Good afternoon Lovelies!
Winter seemed to last a very long time this year. I’ve been anxious to feel a bit of warmth finally reach our region.
Spring cleaning seems to be an instinctual reaction to the season of new beginnings. I spent the better portion of last week tearing down, cleaning, reorganizing, purging, and putting away our classroom books, art supplies, and curriculum pieces.
However, today I found myself doing a completely different kind of cleaning. Conan had put plates on the car, and I was visiting with him out the window as I was trying to clear up an issue with a payment we’d made. He pulled away and I seemed too comfy to leave my window peace.
I sat cross legged, with my head resting on my forearms as they found a comfy position on the fa-mica slab below the window. My eyes closed, the sun beat on my forearms and one exposed cheek, heating my skin with a warm radiance.
The cool, not cold, but amazing crisp air blew in through the window in sweet subtle gusts, encompassing my face in absolute bliss. The fresh richly oxygenated air reached my sinuses and seemed to instantly take away the months of winter thickness.
There I sat, in a comforting sort of meditation, forcing myself to do nothing but relax.

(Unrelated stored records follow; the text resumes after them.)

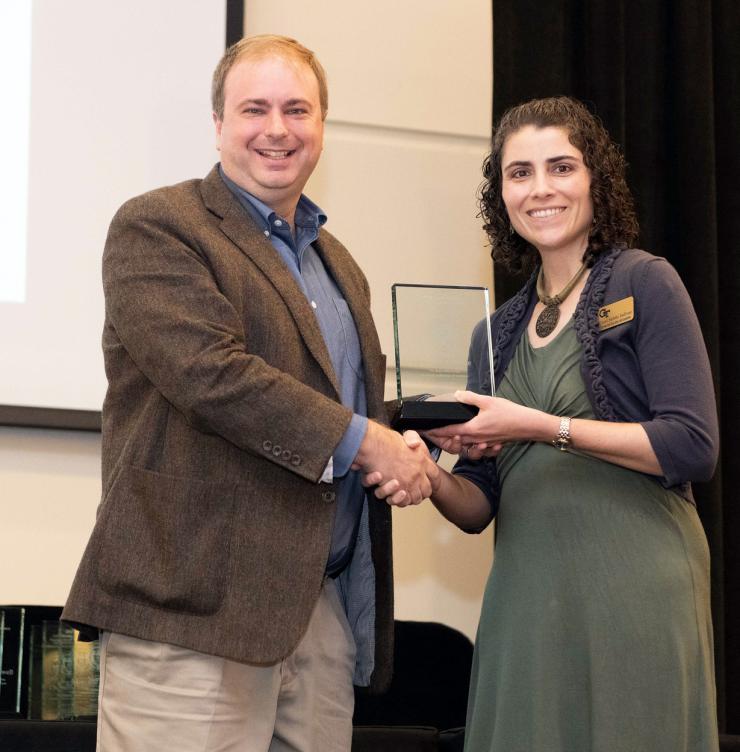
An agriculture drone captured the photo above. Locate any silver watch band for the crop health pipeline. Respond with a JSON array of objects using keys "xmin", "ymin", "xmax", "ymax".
[{"xmin": 553, "ymin": 416, "xmax": 572, "ymax": 451}]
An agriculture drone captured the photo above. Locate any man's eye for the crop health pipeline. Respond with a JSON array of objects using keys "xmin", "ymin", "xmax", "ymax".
[
  {"xmin": 287, "ymin": 108, "xmax": 307, "ymax": 115},
  {"xmin": 244, "ymin": 108, "xmax": 264, "ymax": 115}
]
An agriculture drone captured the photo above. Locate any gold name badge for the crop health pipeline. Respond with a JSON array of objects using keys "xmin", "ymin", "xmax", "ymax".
[{"xmin": 597, "ymin": 296, "xmax": 634, "ymax": 331}]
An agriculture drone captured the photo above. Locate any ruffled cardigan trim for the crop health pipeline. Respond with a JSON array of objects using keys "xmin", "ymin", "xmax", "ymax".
[{"xmin": 492, "ymin": 247, "xmax": 622, "ymax": 421}]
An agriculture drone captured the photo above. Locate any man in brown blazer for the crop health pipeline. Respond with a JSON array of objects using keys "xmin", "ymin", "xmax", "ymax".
[{"xmin": 62, "ymin": 34, "xmax": 435, "ymax": 752}]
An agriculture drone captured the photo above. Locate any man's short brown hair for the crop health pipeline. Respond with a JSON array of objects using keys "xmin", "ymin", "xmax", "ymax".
[{"xmin": 211, "ymin": 34, "xmax": 328, "ymax": 121}]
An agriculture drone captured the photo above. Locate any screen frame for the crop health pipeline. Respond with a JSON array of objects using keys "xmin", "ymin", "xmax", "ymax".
[{"xmin": 0, "ymin": 0, "xmax": 242, "ymax": 432}]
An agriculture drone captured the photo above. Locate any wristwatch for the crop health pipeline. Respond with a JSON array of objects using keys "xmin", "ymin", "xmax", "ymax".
[{"xmin": 552, "ymin": 416, "xmax": 572, "ymax": 451}]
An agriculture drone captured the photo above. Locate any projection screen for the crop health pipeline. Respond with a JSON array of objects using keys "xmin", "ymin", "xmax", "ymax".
[{"xmin": 0, "ymin": 0, "xmax": 240, "ymax": 429}]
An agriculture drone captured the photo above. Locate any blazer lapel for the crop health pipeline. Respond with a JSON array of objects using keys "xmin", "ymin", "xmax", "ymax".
[{"xmin": 200, "ymin": 168, "xmax": 341, "ymax": 398}]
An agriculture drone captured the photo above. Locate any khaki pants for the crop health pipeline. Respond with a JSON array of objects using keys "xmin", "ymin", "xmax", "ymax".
[{"xmin": 96, "ymin": 579, "xmax": 356, "ymax": 752}]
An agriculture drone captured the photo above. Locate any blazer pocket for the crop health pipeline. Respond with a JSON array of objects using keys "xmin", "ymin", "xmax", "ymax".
[{"xmin": 96, "ymin": 465, "xmax": 236, "ymax": 615}]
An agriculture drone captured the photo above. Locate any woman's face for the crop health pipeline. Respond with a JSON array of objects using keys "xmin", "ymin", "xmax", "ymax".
[{"xmin": 501, "ymin": 125, "xmax": 593, "ymax": 260}]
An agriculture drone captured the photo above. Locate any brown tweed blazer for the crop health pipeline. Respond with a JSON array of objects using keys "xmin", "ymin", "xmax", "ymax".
[{"xmin": 62, "ymin": 166, "xmax": 393, "ymax": 690}]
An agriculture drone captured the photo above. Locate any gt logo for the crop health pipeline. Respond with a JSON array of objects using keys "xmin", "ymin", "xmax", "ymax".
[{"xmin": 597, "ymin": 297, "xmax": 634, "ymax": 330}]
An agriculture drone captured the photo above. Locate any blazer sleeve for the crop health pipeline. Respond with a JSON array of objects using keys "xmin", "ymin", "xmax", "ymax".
[
  {"xmin": 102, "ymin": 193, "xmax": 353, "ymax": 483},
  {"xmin": 633, "ymin": 258, "xmax": 719, "ymax": 485}
]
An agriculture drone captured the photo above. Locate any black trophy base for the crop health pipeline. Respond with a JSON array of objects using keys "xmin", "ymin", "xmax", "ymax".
[{"xmin": 391, "ymin": 400, "xmax": 479, "ymax": 431}]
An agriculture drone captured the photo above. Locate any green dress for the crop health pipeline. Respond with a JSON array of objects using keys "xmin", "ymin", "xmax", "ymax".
[{"xmin": 464, "ymin": 323, "xmax": 718, "ymax": 752}]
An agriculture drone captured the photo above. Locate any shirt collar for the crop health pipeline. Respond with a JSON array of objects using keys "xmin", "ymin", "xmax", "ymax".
[{"xmin": 219, "ymin": 164, "xmax": 327, "ymax": 235}]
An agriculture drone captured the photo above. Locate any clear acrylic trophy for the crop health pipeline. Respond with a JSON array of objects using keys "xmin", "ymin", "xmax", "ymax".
[{"xmin": 390, "ymin": 283, "xmax": 495, "ymax": 431}]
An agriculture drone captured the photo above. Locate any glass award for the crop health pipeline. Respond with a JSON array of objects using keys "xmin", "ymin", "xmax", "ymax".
[
  {"xmin": 0, "ymin": 604, "xmax": 65, "ymax": 720},
  {"xmin": 391, "ymin": 283, "xmax": 495, "ymax": 431},
  {"xmin": 27, "ymin": 620, "xmax": 100, "ymax": 721}
]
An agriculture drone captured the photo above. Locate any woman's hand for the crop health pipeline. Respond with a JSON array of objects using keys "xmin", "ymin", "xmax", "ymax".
[{"xmin": 423, "ymin": 391, "xmax": 547, "ymax": 456}]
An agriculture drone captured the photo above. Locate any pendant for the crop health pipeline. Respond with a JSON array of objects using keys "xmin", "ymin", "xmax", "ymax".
[{"xmin": 535, "ymin": 304, "xmax": 560, "ymax": 337}]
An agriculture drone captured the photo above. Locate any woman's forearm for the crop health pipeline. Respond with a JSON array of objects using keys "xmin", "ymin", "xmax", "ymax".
[
  {"xmin": 429, "ymin": 469, "xmax": 494, "ymax": 531},
  {"xmin": 427, "ymin": 395, "xmax": 664, "ymax": 477},
  {"xmin": 524, "ymin": 410, "xmax": 663, "ymax": 476},
  {"xmin": 569, "ymin": 419, "xmax": 662, "ymax": 475}
]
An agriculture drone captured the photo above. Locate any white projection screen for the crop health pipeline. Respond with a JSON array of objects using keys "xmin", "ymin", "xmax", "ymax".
[{"xmin": 0, "ymin": 0, "xmax": 240, "ymax": 429}]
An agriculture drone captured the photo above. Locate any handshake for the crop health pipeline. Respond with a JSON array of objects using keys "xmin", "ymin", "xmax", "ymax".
[
  {"xmin": 351, "ymin": 391, "xmax": 506, "ymax": 506},
  {"xmin": 352, "ymin": 421, "xmax": 441, "ymax": 507}
]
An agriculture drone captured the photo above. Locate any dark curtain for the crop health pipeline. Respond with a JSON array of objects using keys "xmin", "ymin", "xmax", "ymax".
[
  {"xmin": 225, "ymin": 0, "xmax": 244, "ymax": 46},
  {"xmin": 492, "ymin": 0, "xmax": 740, "ymax": 732}
]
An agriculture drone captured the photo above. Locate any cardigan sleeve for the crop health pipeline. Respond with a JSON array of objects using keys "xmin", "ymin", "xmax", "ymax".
[
  {"xmin": 632, "ymin": 258, "xmax": 719, "ymax": 485},
  {"xmin": 451, "ymin": 315, "xmax": 500, "ymax": 525}
]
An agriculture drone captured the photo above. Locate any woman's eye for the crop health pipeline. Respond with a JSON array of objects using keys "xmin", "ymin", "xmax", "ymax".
[
  {"xmin": 511, "ymin": 169, "xmax": 529, "ymax": 179},
  {"xmin": 553, "ymin": 163, "xmax": 572, "ymax": 174}
]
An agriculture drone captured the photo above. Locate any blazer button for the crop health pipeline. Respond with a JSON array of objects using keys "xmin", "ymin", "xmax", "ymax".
[
  {"xmin": 322, "ymin": 491, "xmax": 336, "ymax": 503},
  {"xmin": 263, "ymin": 440, "xmax": 272, "ymax": 452},
  {"xmin": 291, "ymin": 454, "xmax": 301, "ymax": 466},
  {"xmin": 281, "ymin": 449, "xmax": 292, "ymax": 461},
  {"xmin": 272, "ymin": 445, "xmax": 282, "ymax": 457}
]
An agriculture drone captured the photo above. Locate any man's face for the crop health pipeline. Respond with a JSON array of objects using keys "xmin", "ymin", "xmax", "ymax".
[{"xmin": 214, "ymin": 55, "xmax": 324, "ymax": 215}]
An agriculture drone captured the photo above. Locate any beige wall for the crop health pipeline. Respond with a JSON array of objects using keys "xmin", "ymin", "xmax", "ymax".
[
  {"xmin": 0, "ymin": 427, "xmax": 100, "ymax": 604},
  {"xmin": 0, "ymin": 1, "xmax": 494, "ymax": 643}
]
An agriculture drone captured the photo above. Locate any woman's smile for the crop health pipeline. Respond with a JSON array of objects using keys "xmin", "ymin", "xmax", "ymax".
[{"xmin": 527, "ymin": 206, "xmax": 566, "ymax": 218}]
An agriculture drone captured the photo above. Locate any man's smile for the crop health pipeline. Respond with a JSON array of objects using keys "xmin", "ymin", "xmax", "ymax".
[{"xmin": 255, "ymin": 148, "xmax": 296, "ymax": 159}]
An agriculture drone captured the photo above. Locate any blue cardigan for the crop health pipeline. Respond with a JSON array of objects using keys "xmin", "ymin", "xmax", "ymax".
[{"xmin": 454, "ymin": 247, "xmax": 719, "ymax": 517}]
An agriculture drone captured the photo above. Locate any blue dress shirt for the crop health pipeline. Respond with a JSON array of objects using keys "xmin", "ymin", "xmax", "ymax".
[{"xmin": 220, "ymin": 167, "xmax": 369, "ymax": 575}]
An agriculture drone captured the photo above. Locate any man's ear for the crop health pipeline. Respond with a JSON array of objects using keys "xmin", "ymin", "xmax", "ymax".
[{"xmin": 213, "ymin": 113, "xmax": 222, "ymax": 150}]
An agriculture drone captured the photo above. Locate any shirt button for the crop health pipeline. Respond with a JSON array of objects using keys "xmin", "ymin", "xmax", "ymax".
[
  {"xmin": 263, "ymin": 230, "xmax": 270, "ymax": 237},
  {"xmin": 274, "ymin": 219, "xmax": 283, "ymax": 226},
  {"xmin": 322, "ymin": 491, "xmax": 336, "ymax": 503},
  {"xmin": 311, "ymin": 301, "xmax": 317, "ymax": 309}
]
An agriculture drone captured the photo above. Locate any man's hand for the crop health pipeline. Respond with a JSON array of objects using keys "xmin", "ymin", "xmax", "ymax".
[{"xmin": 353, "ymin": 423, "xmax": 438, "ymax": 507}]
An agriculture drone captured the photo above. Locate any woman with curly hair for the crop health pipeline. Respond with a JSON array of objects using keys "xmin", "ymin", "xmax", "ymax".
[{"xmin": 367, "ymin": 97, "xmax": 719, "ymax": 750}]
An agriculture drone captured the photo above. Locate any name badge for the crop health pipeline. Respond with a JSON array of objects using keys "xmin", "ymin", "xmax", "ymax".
[{"xmin": 597, "ymin": 296, "xmax": 634, "ymax": 331}]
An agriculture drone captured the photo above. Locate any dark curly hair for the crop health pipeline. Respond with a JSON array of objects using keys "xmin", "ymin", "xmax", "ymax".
[{"xmin": 480, "ymin": 96, "xmax": 639, "ymax": 274}]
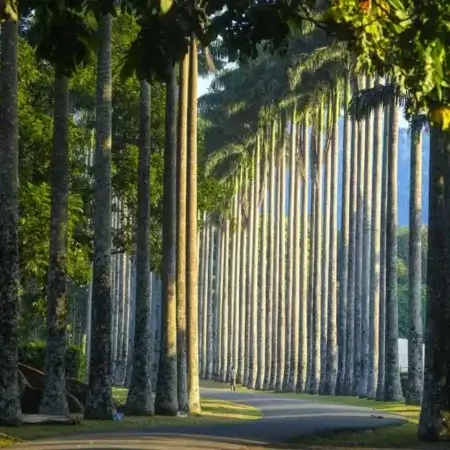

The flood of free childhood spring memories and some wonderful adult memories that rushed in were comforting, wonderful, and long missed.
My body went to ease, my mind was silenced and comforted, and I felt my very spirit was once again dusted off. I was so at peace that I literally fell asleep in my seated crossed legged-crossed armed position. A few minutes of rest, and I woke and it was time to move on with my day.
Then it hit me. That fun light bulb moment. I just Spring “cleaned” ME!!!!